Seperti halnya Prahlāda Mahārāja. Ketika Prahlāda Mahārāja ...... Ia sedang berdiri di sana. Saat itu, Nṛsiṁhadeva sedang membunuh ayahnya. Ayah adalah guru. Sarva-devamayo guruḥ. (SB 11.17.27). Sama halnya, ayah adalah juga guru, setidaknya, guru yang resmi. Secara material ayah adalah guru. Jadi, bagaimana Prahlāda Mahārāja mengijinkan Nṛsiṁhadeva membunuh gurunya? Ayahnya. Setiap orang mengetahui bahwa Hiraṇyakaśipu adalah ayahnya. Apakah kamu mau menyaksikan ayahmu sedang dibunuh oleh seseorang dan kamu hanya berdiam diri saja? Tidak melawankah kamu? Bukankah itu adalah kewajibanmu? Bukan, itu bukanlah kewajibanmu. Jika ayahmu diserang, maka kamu haruslah melakukan perlawanan.
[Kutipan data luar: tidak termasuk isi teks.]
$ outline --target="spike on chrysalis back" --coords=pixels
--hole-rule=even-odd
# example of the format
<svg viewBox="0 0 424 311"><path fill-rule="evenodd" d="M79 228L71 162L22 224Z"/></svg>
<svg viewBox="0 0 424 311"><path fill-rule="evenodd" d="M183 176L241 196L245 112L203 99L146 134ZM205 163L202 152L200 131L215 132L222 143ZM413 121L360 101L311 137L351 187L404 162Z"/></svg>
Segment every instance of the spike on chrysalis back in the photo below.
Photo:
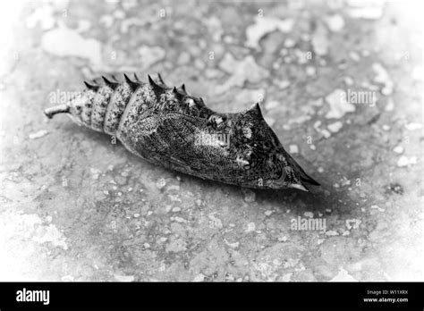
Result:
<svg viewBox="0 0 424 311"><path fill-rule="evenodd" d="M112 89L115 89L119 86L118 82L112 82L109 80L107 80L107 78L106 78L105 76L102 76L102 79L105 81L105 84Z"/></svg>
<svg viewBox="0 0 424 311"><path fill-rule="evenodd" d="M123 78L125 79L125 82L127 82L127 84L130 86L132 91L135 91L137 88L140 86L140 83L132 81L130 78L128 78L128 76L125 73L123 74Z"/></svg>
<svg viewBox="0 0 424 311"><path fill-rule="evenodd" d="M153 92L155 93L155 96L157 98L160 98L160 96L162 94L164 94L165 92L165 88L162 88L160 85L157 84L154 80L152 79L152 77L150 77L150 75L148 75L148 84L150 85L150 87L152 88L153 89Z"/></svg>
<svg viewBox="0 0 424 311"><path fill-rule="evenodd" d="M87 87L87 88L92 89L92 90L94 90L95 92L97 92L98 89L100 88L100 87L98 86L98 85L92 85L92 84L89 84L89 83L87 82L87 81L84 81L84 84L85 84L85 86Z"/></svg>
<svg viewBox="0 0 424 311"><path fill-rule="evenodd" d="M178 101L182 100L182 98L184 97L184 96L182 94L178 92L178 89L176 89L175 87L174 87L174 88L173 88L173 94Z"/></svg>

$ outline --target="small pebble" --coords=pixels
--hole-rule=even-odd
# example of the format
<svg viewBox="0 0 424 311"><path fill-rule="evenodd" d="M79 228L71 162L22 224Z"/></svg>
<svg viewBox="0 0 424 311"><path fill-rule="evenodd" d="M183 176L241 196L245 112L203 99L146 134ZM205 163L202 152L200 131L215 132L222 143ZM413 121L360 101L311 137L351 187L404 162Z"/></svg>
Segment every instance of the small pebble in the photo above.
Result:
<svg viewBox="0 0 424 311"><path fill-rule="evenodd" d="M421 123L408 123L408 124L405 124L405 128L408 130L420 130L422 128L422 124Z"/></svg>
<svg viewBox="0 0 424 311"><path fill-rule="evenodd" d="M247 225L247 229L244 231L245 232L251 232L254 231L256 229L255 223L249 223Z"/></svg>
<svg viewBox="0 0 424 311"><path fill-rule="evenodd" d="M297 154L298 152L299 152L299 148L296 145L290 145L289 146L289 153Z"/></svg>
<svg viewBox="0 0 424 311"><path fill-rule="evenodd" d="M177 223L187 223L187 221L184 219L184 218L181 218L181 217L174 217L174 220Z"/></svg>
<svg viewBox="0 0 424 311"><path fill-rule="evenodd" d="M399 167L411 166L416 164L417 164L416 156L407 157L405 156L402 156L397 161L397 166Z"/></svg>
<svg viewBox="0 0 424 311"><path fill-rule="evenodd" d="M403 154L403 147L402 146L396 146L393 151L394 151L396 154Z"/></svg>
<svg viewBox="0 0 424 311"><path fill-rule="evenodd" d="M255 192L253 192L251 189L247 189L247 188L243 188L242 191L243 191L243 199L245 202L248 202L248 203L255 202L256 200Z"/></svg>
<svg viewBox="0 0 424 311"><path fill-rule="evenodd" d="M156 186L157 187L157 189L161 189L162 188L164 188L165 186L166 185L166 181L165 181L164 178L161 178L159 179L157 183L156 183Z"/></svg>

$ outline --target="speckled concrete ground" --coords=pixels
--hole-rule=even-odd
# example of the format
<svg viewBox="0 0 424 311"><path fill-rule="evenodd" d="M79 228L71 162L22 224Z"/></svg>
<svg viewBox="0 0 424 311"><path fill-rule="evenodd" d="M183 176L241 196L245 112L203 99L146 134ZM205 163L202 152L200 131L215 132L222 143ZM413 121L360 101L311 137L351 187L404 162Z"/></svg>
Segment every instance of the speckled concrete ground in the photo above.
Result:
<svg viewBox="0 0 424 311"><path fill-rule="evenodd" d="M22 7L1 55L0 281L423 281L420 17L365 4ZM43 116L121 71L220 112L261 102L322 187L204 181ZM324 230L295 230L308 219Z"/></svg>

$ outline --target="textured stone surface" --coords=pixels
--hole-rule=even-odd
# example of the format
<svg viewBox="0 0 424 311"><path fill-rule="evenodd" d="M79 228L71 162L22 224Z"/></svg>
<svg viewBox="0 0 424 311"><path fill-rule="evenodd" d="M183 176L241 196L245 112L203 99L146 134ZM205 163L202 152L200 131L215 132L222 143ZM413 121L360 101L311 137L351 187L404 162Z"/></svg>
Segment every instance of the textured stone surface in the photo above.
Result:
<svg viewBox="0 0 424 311"><path fill-rule="evenodd" d="M22 7L0 66L0 280L423 281L418 12L183 3ZM216 111L262 100L322 187L205 181L44 119L83 80L120 71L160 71ZM298 217L326 230L293 230Z"/></svg>

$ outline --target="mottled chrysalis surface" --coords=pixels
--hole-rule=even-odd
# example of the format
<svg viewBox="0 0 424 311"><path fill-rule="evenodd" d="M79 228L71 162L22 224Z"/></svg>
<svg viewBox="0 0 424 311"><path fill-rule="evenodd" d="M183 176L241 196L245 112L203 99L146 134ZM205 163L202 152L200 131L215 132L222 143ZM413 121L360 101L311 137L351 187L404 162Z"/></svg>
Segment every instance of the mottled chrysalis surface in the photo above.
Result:
<svg viewBox="0 0 424 311"><path fill-rule="evenodd" d="M206 180L258 189L319 185L284 149L259 104L218 113L184 85L169 88L160 75L148 83L103 77L47 117L68 113L81 125L115 136L133 154L155 164Z"/></svg>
Setidaknya, jika kamu tidak bisa melakukannya, maka kamu harus berkelahi. Pertama-tama, korbankanlah hidupmu : "Bagaimana ini, ayahku sedang dibunuh di hadapanku?" Itulah kewajiban kita. Namun Prahlāda Mahārāja tidak melakukan perlawanan. Ia bisa saja memohon - ia adalah seorang penyembah - "Tuan yang baik, Prabhu, Tuhanku, Anda bisa memaafkan ayahku." Ia melakukan hal itu. Tetapi ia memahami bahwa, "Ayahku tidak sedang dibunuh. Itu hanyalah badan dari sang ayah." Di saat kemudian, ia memohonkan bagi ayahnya melalui cara lain. Pertama-tama, saat Nṛsiṁhadeva sedang marah, Beliau membunuh badan itu, dan Prahlāda Mahārāja memahami bahwa, "Badan itu bukanlah ayahku. Jiwa itulah yang adalah ayahku. Jadi, biarkanlah Tuhan memuaskan diriNya dengan membunuh badan dari ayahku, dan kemudian aku akan menyelamatkannya."